Terör örgütü PKK'nın 2015 yılında Diyarbakır’ın Sur ilçesinde hendek ve barikat kurarak başlattığı çatışmalar, bölgedeki pek çok aileyi evsiz bırakmıştı. Çoğunlukla damlarda bakılan güvercinler de mahalleleri terk eden sahipleriyle birlikte apartmanlara sığınmak zorunda kalınca bir girişimcinin Bağlar ilçesinde açtığı güvercin oteli bu narin hayvanların yeni mekanı oldu.
Bir pasajın üst iki katını kiralayan Mehmet Batmaz'ın onlarca oda ve kümes yaptığı güvercin otelinde yaklaşık 30 bin kuş barınıyor. Diyarbakır Kanatlı Hayvanseverler Derneği adı altında onlarca kişi işlerinden artakalan tüm zamanlarını güvercin otelinde kuşlarıyla geçiriyor. Hayvanlarını besliyor, bakımlarını yapıyor ve kuluçkaya yatmış veya kuluçkadan çıkmış güvercinleri gözlüyorlar.
Koronavirüs pandemisi nedeniyle uygulanan sokağa çıkma kısıtlamasında hayvanseverler güvercinlerini yalnız bırakmadılar.

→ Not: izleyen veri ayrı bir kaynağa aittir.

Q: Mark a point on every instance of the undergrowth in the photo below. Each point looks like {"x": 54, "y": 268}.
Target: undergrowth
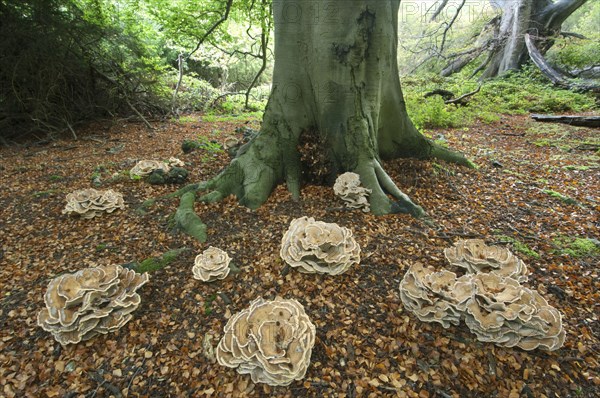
{"x": 515, "y": 93}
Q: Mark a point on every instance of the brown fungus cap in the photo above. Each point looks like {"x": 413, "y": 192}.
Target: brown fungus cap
{"x": 319, "y": 247}
{"x": 211, "y": 264}
{"x": 271, "y": 340}
{"x": 91, "y": 301}
{"x": 475, "y": 257}
{"x": 347, "y": 187}
{"x": 89, "y": 202}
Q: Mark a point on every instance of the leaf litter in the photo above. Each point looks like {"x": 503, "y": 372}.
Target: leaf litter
{"x": 367, "y": 344}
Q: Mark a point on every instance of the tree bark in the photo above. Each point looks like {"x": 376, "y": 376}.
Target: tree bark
{"x": 540, "y": 18}
{"x": 336, "y": 105}
{"x": 505, "y": 44}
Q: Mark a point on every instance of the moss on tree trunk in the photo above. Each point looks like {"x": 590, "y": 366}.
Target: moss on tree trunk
{"x": 336, "y": 105}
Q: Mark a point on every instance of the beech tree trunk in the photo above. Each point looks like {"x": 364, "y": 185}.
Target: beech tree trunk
{"x": 336, "y": 105}
{"x": 542, "y": 19}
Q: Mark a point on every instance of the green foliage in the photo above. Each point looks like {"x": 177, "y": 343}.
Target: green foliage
{"x": 65, "y": 62}
{"x": 514, "y": 93}
{"x": 518, "y": 246}
{"x": 152, "y": 264}
{"x": 570, "y": 52}
{"x": 577, "y": 247}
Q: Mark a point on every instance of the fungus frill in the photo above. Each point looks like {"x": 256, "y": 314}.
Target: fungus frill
{"x": 475, "y": 256}
{"x": 316, "y": 246}
{"x": 347, "y": 187}
{"x": 91, "y": 301}
{"x": 489, "y": 297}
{"x": 175, "y": 162}
{"x": 508, "y": 314}
{"x": 435, "y": 296}
{"x": 146, "y": 167}
{"x": 89, "y": 202}
{"x": 230, "y": 141}
{"x": 211, "y": 264}
{"x": 271, "y": 340}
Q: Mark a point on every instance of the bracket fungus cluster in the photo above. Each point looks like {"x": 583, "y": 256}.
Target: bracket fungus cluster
{"x": 475, "y": 257}
{"x": 211, "y": 264}
{"x": 347, "y": 187}
{"x": 144, "y": 168}
{"x": 271, "y": 340}
{"x": 315, "y": 246}
{"x": 230, "y": 141}
{"x": 489, "y": 297}
{"x": 91, "y": 301}
{"x": 89, "y": 202}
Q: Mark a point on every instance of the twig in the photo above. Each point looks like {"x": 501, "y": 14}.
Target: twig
{"x": 460, "y": 99}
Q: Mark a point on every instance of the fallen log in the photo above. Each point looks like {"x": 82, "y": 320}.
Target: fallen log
{"x": 584, "y": 121}
{"x": 556, "y": 77}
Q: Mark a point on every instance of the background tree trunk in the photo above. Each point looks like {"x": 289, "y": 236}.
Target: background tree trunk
{"x": 336, "y": 105}
{"x": 542, "y": 19}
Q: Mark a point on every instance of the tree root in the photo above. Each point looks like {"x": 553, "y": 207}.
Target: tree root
{"x": 146, "y": 205}
{"x": 374, "y": 177}
{"x": 187, "y": 220}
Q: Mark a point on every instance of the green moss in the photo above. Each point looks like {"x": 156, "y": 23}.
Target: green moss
{"x": 578, "y": 168}
{"x": 577, "y": 247}
{"x": 519, "y": 246}
{"x": 55, "y": 177}
{"x": 566, "y": 199}
{"x": 152, "y": 264}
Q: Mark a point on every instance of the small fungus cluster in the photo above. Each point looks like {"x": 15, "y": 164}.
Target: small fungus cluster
{"x": 89, "y": 202}
{"x": 271, "y": 340}
{"x": 489, "y": 297}
{"x": 144, "y": 168}
{"x": 91, "y": 301}
{"x": 210, "y": 265}
{"x": 347, "y": 187}
{"x": 315, "y": 246}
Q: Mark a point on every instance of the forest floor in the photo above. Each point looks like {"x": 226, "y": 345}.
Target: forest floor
{"x": 366, "y": 343}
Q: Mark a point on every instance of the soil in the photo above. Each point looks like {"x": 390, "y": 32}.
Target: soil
{"x": 367, "y": 344}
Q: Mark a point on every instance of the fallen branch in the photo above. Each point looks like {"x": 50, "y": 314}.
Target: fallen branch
{"x": 555, "y": 77}
{"x": 585, "y": 121}
{"x": 448, "y": 96}
{"x": 462, "y": 99}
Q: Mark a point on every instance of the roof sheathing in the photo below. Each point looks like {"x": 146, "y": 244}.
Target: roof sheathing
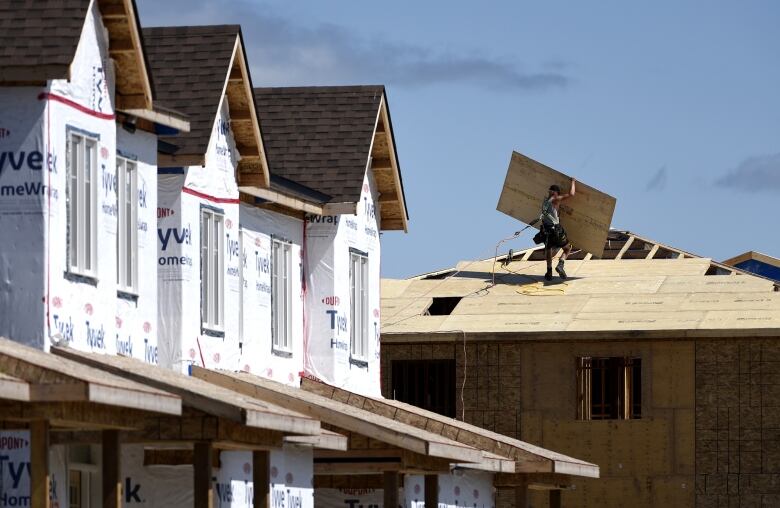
{"x": 527, "y": 455}
{"x": 38, "y": 41}
{"x": 602, "y": 299}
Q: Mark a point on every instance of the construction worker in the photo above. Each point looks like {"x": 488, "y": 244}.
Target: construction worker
{"x": 551, "y": 230}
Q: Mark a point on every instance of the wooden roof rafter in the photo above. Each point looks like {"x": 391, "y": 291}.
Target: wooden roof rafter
{"x": 133, "y": 84}
{"x": 252, "y": 171}
{"x": 387, "y": 175}
{"x": 357, "y": 423}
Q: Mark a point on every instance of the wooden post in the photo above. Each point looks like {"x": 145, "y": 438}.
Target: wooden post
{"x": 521, "y": 495}
{"x": 391, "y": 489}
{"x": 201, "y": 465}
{"x": 112, "y": 481}
{"x": 555, "y": 498}
{"x": 261, "y": 478}
{"x": 431, "y": 491}
{"x": 39, "y": 464}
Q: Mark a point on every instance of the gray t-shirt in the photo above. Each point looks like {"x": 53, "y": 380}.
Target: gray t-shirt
{"x": 549, "y": 215}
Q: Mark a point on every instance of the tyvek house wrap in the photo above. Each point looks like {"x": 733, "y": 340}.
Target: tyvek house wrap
{"x": 258, "y": 355}
{"x": 182, "y": 194}
{"x": 171, "y": 486}
{"x": 329, "y": 241}
{"x": 36, "y": 287}
{"x": 461, "y": 489}
{"x": 15, "y": 470}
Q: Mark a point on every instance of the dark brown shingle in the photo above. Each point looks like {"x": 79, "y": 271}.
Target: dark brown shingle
{"x": 190, "y": 65}
{"x": 320, "y": 137}
{"x": 38, "y": 38}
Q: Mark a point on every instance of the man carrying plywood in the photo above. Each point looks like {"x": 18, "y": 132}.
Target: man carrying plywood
{"x": 551, "y": 231}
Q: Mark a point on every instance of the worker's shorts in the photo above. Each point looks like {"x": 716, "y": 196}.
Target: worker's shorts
{"x": 554, "y": 236}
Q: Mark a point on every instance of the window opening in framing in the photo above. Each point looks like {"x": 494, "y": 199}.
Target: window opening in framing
{"x": 443, "y": 305}
{"x": 429, "y": 384}
{"x": 82, "y": 204}
{"x": 358, "y": 284}
{"x": 212, "y": 259}
{"x": 127, "y": 220}
{"x": 281, "y": 295}
{"x": 609, "y": 388}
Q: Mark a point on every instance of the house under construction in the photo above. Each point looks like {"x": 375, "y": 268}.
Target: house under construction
{"x": 660, "y": 366}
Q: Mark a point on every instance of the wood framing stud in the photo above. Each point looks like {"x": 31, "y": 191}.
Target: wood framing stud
{"x": 202, "y": 476}
{"x": 111, "y": 458}
{"x": 521, "y": 496}
{"x": 625, "y": 247}
{"x": 555, "y": 499}
{"x": 39, "y": 464}
{"x": 390, "y": 488}
{"x": 261, "y": 471}
{"x": 431, "y": 491}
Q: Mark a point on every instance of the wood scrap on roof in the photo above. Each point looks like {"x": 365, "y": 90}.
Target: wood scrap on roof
{"x": 586, "y": 217}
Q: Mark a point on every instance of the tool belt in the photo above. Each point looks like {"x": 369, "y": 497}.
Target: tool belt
{"x": 552, "y": 235}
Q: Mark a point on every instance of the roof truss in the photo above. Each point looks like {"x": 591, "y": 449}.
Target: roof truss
{"x": 386, "y": 173}
{"x": 253, "y": 166}
{"x": 133, "y": 87}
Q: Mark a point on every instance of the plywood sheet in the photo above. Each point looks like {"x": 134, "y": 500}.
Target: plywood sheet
{"x": 586, "y": 217}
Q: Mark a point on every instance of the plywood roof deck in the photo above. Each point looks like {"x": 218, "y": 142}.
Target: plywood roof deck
{"x": 198, "y": 394}
{"x": 56, "y": 379}
{"x": 668, "y": 298}
{"x": 352, "y": 419}
{"x": 529, "y": 458}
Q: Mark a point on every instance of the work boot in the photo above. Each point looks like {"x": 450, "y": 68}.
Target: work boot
{"x": 560, "y": 269}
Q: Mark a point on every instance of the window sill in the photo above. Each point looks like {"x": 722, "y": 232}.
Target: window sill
{"x": 80, "y": 278}
{"x": 281, "y": 353}
{"x": 358, "y": 362}
{"x": 125, "y": 295}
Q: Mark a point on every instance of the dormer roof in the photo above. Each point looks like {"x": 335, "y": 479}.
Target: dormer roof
{"x": 326, "y": 138}
{"x": 193, "y": 68}
{"x": 38, "y": 42}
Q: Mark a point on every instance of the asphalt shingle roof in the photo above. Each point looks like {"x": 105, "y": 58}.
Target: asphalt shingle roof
{"x": 39, "y": 33}
{"x": 320, "y": 137}
{"x": 190, "y": 65}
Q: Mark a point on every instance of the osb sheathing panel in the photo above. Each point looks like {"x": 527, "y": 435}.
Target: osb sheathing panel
{"x": 528, "y": 391}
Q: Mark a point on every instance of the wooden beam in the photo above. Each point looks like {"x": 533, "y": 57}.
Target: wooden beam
{"x": 390, "y": 488}
{"x": 625, "y": 247}
{"x": 201, "y": 469}
{"x": 431, "y": 491}
{"x": 521, "y": 496}
{"x": 248, "y": 151}
{"x": 112, "y": 481}
{"x": 356, "y": 468}
{"x": 339, "y": 209}
{"x": 174, "y": 161}
{"x": 39, "y": 464}
{"x": 381, "y": 165}
{"x": 121, "y": 46}
{"x": 240, "y": 115}
{"x": 652, "y": 252}
{"x": 555, "y": 499}
{"x": 235, "y": 74}
{"x": 261, "y": 478}
{"x": 132, "y": 101}
{"x": 113, "y": 11}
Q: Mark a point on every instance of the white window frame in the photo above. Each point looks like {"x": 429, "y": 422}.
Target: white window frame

Güvercin oteli işletmecisi ve dernek başkanı Mehmet Batmaz, kuşlarından ayrı kalmalarının düşünülemeyeceğini söylüyor.
"Pandemi nedeniyle hafta sonları gelip burada kalmak zorundayız. Akşam burada kalıyoruz. Hayvanların aç, susuz kalmaması için, bakımları için elimizden geleni yapıyoruz. Derneğimize kayıtlı 100 kişi var. Hepsinin gelmesine gerek yok, ben ve elemanlarımız onların bakımını yapıyoruz. Çünkü onlar da candır."
"Nefes almak gibi"
Mehmet Batmaz otelde hayvanların bakımlarını düzenli olarak yapsa da kuşbazları güvercinlerinden ayırmak biraz zor. Celal Ateş güvercin sevgisini, ‘nefes almak, oksijen gibi’ diye tarif ediyor.

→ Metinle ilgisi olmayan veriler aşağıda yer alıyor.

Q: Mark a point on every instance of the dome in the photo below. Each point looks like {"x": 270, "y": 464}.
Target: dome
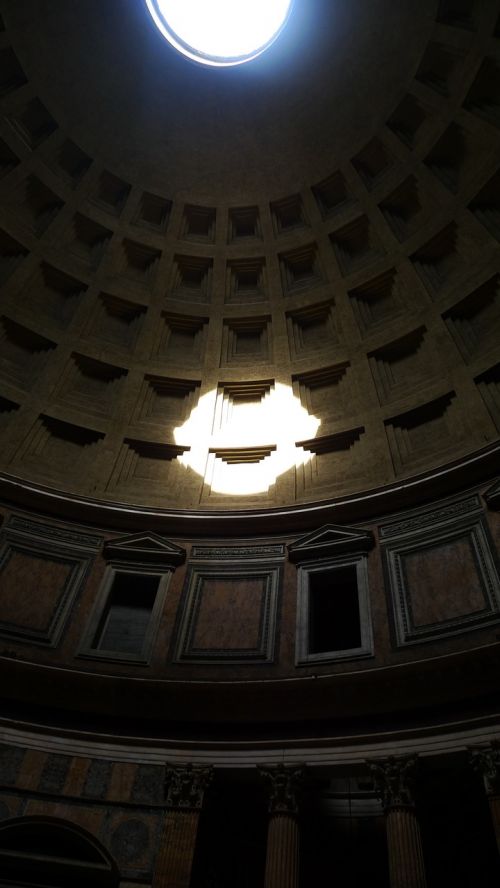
{"x": 250, "y": 418}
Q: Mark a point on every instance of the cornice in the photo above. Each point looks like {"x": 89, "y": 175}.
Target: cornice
{"x": 478, "y": 467}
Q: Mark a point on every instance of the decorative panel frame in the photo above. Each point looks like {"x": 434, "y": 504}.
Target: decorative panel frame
{"x": 264, "y": 649}
{"x": 52, "y": 544}
{"x": 457, "y": 521}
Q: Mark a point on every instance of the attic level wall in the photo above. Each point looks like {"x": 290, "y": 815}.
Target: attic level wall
{"x": 222, "y": 609}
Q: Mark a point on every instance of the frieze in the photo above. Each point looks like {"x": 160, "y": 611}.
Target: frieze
{"x": 27, "y": 529}
{"x": 234, "y": 553}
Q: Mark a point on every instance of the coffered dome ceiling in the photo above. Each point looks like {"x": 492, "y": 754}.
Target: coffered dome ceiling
{"x": 314, "y": 234}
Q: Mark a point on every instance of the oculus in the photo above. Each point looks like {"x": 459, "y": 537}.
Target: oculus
{"x": 220, "y": 33}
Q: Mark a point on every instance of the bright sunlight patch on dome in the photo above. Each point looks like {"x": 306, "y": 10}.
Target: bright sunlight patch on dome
{"x": 249, "y": 444}
{"x": 220, "y": 32}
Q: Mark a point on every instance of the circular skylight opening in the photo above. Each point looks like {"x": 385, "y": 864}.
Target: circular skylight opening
{"x": 220, "y": 32}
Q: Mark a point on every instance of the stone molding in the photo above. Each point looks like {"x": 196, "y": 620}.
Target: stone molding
{"x": 330, "y": 540}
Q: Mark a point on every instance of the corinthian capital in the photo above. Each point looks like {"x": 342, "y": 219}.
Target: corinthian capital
{"x": 185, "y": 785}
{"x": 283, "y": 782}
{"x": 394, "y": 779}
{"x": 486, "y": 761}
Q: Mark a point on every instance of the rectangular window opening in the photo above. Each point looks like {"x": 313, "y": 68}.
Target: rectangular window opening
{"x": 125, "y": 620}
{"x": 334, "y": 617}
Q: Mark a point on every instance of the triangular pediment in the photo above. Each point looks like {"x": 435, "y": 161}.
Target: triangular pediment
{"x": 330, "y": 539}
{"x": 144, "y": 547}
{"x": 492, "y": 496}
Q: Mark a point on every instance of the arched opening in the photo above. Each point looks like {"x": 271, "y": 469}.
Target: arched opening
{"x": 45, "y": 851}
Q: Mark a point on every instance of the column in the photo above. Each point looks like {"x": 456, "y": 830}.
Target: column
{"x": 184, "y": 790}
{"x": 282, "y": 856}
{"x": 394, "y": 778}
{"x": 486, "y": 761}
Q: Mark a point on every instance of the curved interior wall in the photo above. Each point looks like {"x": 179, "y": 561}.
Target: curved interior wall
{"x": 368, "y": 283}
{"x": 330, "y": 225}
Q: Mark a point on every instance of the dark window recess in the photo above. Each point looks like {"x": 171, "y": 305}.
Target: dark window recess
{"x": 334, "y": 622}
{"x": 125, "y": 619}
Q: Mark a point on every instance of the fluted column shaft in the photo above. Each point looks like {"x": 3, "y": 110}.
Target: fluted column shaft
{"x": 494, "y": 801}
{"x": 394, "y": 778}
{"x": 486, "y": 761}
{"x": 185, "y": 787}
{"x": 282, "y": 856}
{"x": 282, "y": 859}
{"x": 406, "y": 861}
{"x": 175, "y": 860}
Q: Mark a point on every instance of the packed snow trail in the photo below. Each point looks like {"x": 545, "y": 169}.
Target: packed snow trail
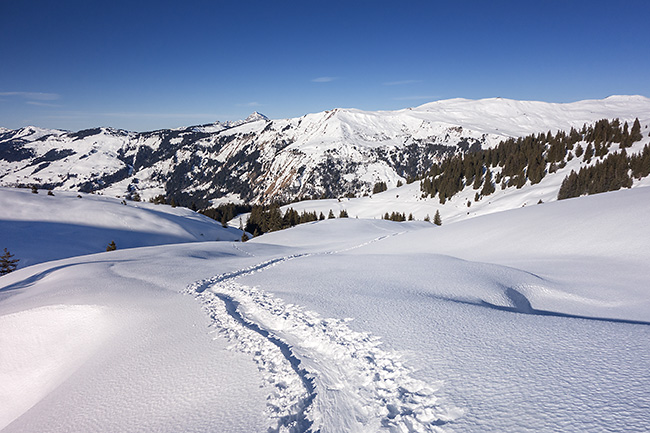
{"x": 325, "y": 376}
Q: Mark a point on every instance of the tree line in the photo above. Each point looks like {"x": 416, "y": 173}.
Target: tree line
{"x": 529, "y": 159}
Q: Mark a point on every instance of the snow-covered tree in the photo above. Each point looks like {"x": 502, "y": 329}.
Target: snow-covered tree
{"x": 7, "y": 263}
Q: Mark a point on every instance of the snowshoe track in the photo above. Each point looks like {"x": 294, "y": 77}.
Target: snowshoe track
{"x": 325, "y": 376}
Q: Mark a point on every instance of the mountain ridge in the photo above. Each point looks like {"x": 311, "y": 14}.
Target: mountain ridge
{"x": 327, "y": 154}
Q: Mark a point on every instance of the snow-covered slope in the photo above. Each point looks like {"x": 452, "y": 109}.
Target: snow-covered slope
{"x": 38, "y": 227}
{"x": 331, "y": 153}
{"x": 535, "y": 319}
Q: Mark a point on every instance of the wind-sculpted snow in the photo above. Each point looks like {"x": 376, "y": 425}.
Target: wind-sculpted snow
{"x": 326, "y": 377}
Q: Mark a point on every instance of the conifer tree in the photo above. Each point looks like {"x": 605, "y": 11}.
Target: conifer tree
{"x": 635, "y": 134}
{"x": 437, "y": 220}
{"x": 7, "y": 263}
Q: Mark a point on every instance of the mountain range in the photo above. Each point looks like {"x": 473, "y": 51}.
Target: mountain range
{"x": 335, "y": 153}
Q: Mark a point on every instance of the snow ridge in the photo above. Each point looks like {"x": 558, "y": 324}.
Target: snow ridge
{"x": 325, "y": 376}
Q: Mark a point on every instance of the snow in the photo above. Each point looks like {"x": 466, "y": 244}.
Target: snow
{"x": 533, "y": 319}
{"x": 39, "y": 227}
{"x": 291, "y": 150}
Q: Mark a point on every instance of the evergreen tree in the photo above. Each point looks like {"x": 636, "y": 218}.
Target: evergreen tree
{"x": 635, "y": 134}
{"x": 379, "y": 187}
{"x": 7, "y": 263}
{"x": 437, "y": 220}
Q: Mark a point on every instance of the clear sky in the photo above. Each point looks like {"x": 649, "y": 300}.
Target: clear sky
{"x": 143, "y": 65}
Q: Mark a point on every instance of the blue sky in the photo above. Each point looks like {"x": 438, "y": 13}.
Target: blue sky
{"x": 148, "y": 65}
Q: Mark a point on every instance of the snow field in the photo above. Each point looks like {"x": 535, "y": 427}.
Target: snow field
{"x": 349, "y": 382}
{"x": 529, "y": 320}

"10 yaşından beridir güvercin besliyorum. Güvercin bana huzur veriyor. Kendim marangozum, iş stresinden dolayı beni rahatlatıyor. İşim biraz stresli, bütün stresimi burada atıyorum. Güvercin benim için nefes aldığım bir şey, oksijen gibi. Rahatlatıyor beni, sinirlendiğim zaman gelip onlara bakıp rahatlıyorum. Aç oldukları zaman kesinlikle kendimiz yemek yemeyiz, önce onları besleriz. Her türlü bakımlarını, tedavilerini yaparız. Sokağa çıkma kısıtlamalarında da onlardan ayrı kalamazdık. Buraya geliyoruz ve iki günü birlikte geçiriyoruz."
"Onlar da candır"
Güvercin meraklılarından Mehmet Kabak da hayvanlarından ayrılamayanlardan. Hafta sonunu o da diğerleriyle birlikte güvercin otelinde geçirdi.

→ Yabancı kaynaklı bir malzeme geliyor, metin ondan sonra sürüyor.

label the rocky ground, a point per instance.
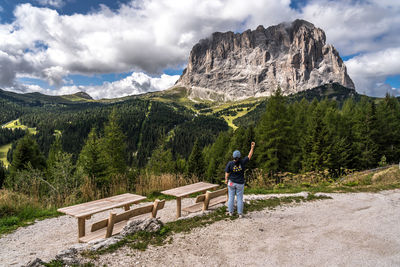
(349, 229)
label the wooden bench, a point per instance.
(116, 222)
(85, 211)
(209, 199)
(186, 190)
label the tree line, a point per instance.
(121, 141)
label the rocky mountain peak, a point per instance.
(293, 56)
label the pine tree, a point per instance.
(2, 174)
(161, 161)
(89, 159)
(113, 146)
(315, 143)
(366, 133)
(196, 163)
(273, 151)
(388, 112)
(27, 152)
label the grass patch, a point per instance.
(141, 240)
(3, 154)
(18, 210)
(17, 124)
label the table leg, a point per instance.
(178, 207)
(81, 227)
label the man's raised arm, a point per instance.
(253, 144)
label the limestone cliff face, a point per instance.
(294, 56)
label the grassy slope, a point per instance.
(3, 154)
(17, 124)
(12, 125)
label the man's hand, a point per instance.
(253, 144)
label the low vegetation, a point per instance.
(17, 210)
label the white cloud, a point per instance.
(369, 71)
(52, 3)
(136, 83)
(149, 36)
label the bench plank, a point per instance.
(200, 198)
(199, 206)
(89, 208)
(189, 189)
(125, 216)
(102, 233)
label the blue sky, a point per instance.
(123, 47)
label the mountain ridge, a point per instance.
(293, 56)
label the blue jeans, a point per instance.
(235, 189)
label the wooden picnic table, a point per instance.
(86, 210)
(186, 190)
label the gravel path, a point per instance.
(350, 229)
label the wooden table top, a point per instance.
(189, 189)
(92, 207)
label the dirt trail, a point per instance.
(350, 229)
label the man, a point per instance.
(235, 172)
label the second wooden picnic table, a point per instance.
(186, 190)
(86, 210)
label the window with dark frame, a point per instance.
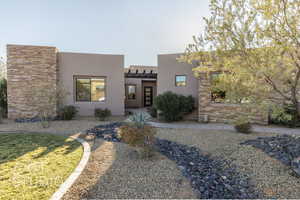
(180, 80)
(217, 95)
(131, 92)
(90, 89)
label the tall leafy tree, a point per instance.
(255, 44)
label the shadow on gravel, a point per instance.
(210, 177)
(284, 148)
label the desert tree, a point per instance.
(255, 45)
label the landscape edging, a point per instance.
(65, 186)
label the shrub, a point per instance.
(139, 119)
(243, 125)
(139, 135)
(142, 139)
(102, 114)
(152, 111)
(68, 112)
(3, 97)
(174, 106)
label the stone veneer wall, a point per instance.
(222, 112)
(29, 68)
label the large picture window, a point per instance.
(131, 92)
(90, 89)
(180, 80)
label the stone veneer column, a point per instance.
(204, 95)
(29, 68)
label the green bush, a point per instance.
(102, 114)
(243, 125)
(68, 112)
(173, 106)
(152, 111)
(3, 97)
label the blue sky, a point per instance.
(139, 29)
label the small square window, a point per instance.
(180, 80)
(131, 92)
(90, 89)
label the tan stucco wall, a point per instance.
(109, 66)
(168, 68)
(139, 101)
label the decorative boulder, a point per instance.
(296, 165)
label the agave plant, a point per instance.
(139, 119)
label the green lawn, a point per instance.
(32, 166)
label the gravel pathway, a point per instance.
(219, 126)
(210, 177)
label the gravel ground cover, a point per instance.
(210, 177)
(270, 177)
(284, 148)
(114, 172)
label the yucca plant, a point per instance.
(138, 134)
(139, 119)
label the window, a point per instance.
(180, 80)
(131, 92)
(90, 89)
(217, 95)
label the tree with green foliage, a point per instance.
(2, 68)
(255, 45)
(3, 97)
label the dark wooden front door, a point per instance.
(148, 96)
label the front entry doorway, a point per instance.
(148, 96)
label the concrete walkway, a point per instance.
(217, 126)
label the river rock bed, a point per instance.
(108, 132)
(284, 148)
(210, 177)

"Güvercin farklı bir duygudur. Anlatması çok zor bir duygusu vardır. Akşamları işten çıktıktan sonra 1-2 saat güvercinle o anı yaşamak, yem yiyişlerini, ötüşlerini izlemek bize çok büyük bir mutluluk veriyor. Pandemi biraz zorladı, sokağa çıkma kısıtlamaları nedeniyle gidiş geliş biraz zor oluyor ama onlarla kalıyoruz, candır çünkü."
Pek çok tür kurtuldu
Bölgeye has pek çok türün bugün yaşıyor olmasının önemli bir nedeni de kuşbazlar. Güvercin otelinde pek çok güvercin çeşidinin üremesi ve çoğalması da sağlanıyor. Başka illerden getirilen ve sayıları azalmış türler, burada sevenlerinin bakımı ve gözlemi altında nesillerini sürdürüyor. Kuşbazların en büyük hayali ise bu kültürün yok olmaması ve desteklenmesi.